Collaborative consumption has gained cache in part as a reinvented method to swap or share things on a large scale. Generally new technology is the driver however the maker movement is achieving the same thing through personalized or customized solutions. These two trends along with the effort to move toward a more sustainable society have conspired to produce a low-tech approach to hunger in Brazil that meets the hungry where they are.
The “Street Dish” initiative is the work of anonymous citizens going by the Makers Society, who have affixed labels onto trash bins reading (roughly translated) “Leave foods that are still in use for consumption.” The notices wrap around tubes jutting out from the cans, allowing individuals to hang bags of leftovers, say, or restaurants and markets to leave extra grub or produce in plain sight.
The idea is to give the homeless and/or hungry places they can go to find free food, without having to dig through trash to find it.
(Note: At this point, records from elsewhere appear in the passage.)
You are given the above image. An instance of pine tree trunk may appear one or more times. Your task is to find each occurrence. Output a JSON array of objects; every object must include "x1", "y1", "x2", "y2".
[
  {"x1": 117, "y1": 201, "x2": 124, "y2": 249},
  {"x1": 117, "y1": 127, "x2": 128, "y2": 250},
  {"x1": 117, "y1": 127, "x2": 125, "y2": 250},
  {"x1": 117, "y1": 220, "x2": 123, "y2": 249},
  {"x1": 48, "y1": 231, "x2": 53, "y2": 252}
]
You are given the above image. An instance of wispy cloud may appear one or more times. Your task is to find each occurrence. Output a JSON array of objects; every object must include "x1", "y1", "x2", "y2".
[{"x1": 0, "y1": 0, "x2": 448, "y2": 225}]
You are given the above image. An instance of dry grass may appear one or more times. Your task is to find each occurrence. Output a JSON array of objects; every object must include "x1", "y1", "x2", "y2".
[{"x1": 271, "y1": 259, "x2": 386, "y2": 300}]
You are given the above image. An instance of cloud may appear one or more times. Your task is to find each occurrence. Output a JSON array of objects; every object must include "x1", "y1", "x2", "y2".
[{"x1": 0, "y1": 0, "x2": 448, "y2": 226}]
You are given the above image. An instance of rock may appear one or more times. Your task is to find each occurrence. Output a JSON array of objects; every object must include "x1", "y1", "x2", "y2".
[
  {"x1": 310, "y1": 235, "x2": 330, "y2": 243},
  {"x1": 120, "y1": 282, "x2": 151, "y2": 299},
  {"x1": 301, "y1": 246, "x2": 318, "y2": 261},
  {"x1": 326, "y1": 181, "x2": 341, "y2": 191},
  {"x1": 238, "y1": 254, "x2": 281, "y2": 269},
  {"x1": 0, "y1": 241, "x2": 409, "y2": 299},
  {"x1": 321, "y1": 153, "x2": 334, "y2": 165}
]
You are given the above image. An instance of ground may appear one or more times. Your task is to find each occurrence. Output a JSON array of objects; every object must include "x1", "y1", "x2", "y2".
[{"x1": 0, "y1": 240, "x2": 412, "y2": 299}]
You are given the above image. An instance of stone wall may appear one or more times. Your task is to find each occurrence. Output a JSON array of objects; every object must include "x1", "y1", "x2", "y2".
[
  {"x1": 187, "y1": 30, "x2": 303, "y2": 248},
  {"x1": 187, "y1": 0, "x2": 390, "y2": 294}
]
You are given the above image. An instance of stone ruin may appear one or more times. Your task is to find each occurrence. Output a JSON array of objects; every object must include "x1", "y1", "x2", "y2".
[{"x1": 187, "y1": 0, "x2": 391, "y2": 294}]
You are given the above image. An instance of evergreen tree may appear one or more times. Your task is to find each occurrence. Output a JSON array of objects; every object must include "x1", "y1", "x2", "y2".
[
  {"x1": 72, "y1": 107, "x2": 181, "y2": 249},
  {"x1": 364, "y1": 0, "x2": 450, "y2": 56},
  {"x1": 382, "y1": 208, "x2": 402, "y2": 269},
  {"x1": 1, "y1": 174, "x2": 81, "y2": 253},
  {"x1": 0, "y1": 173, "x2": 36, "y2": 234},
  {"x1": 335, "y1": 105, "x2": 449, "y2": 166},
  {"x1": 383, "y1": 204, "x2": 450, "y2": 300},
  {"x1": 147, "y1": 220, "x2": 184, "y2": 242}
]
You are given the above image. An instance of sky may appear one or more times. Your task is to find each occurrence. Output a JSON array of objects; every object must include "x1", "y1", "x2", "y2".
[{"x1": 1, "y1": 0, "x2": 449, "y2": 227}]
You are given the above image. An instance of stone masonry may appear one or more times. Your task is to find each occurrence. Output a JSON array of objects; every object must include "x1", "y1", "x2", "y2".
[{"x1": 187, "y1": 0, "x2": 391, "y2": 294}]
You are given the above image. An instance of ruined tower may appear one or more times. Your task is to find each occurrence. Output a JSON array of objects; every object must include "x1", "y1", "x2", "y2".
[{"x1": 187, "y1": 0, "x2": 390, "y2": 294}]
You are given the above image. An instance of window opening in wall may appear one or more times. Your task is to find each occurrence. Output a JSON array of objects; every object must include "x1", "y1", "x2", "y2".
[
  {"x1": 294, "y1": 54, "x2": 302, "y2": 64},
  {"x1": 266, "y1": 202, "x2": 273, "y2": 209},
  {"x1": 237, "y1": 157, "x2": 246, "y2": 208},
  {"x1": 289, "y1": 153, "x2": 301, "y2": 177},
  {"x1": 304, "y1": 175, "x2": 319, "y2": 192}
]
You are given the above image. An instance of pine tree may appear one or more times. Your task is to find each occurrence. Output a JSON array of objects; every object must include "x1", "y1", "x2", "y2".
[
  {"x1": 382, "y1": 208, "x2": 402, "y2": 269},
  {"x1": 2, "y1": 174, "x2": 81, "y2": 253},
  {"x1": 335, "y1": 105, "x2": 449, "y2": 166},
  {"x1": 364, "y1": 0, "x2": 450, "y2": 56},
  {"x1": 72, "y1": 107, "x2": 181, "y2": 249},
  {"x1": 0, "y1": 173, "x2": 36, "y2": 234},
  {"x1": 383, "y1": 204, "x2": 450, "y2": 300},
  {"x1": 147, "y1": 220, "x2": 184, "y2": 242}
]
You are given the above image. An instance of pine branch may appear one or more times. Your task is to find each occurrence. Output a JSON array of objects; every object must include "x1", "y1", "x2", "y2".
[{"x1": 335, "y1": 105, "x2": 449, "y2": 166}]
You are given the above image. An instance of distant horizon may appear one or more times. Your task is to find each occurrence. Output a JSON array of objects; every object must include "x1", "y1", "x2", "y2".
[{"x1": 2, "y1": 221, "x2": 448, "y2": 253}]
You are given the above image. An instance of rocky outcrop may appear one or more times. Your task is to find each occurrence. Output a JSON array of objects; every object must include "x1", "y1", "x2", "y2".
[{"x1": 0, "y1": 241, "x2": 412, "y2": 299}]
Leah’s Pantry in San Francisco and Feeding America San Diego and SuperFood Drive have taken food donations a step further by creating a holistic model for change – providing both food and health to their clients. The food pantries commit to offering healthier foods through their pantries and they’re given infrastructure support to ensure they can safely keep and distribute these foods to their clients. They commit to deliver nutrition education and cooking skills along with their food donations. Finally, they provide their clients a toolkit that includes simple, seasonal recipes that incorporate food bank foods and nutrition messaging for their clients.
The model is managed through quarterly meetings, site visits, and ongoing training ensure the program continues to make overall health and wellness is a priority.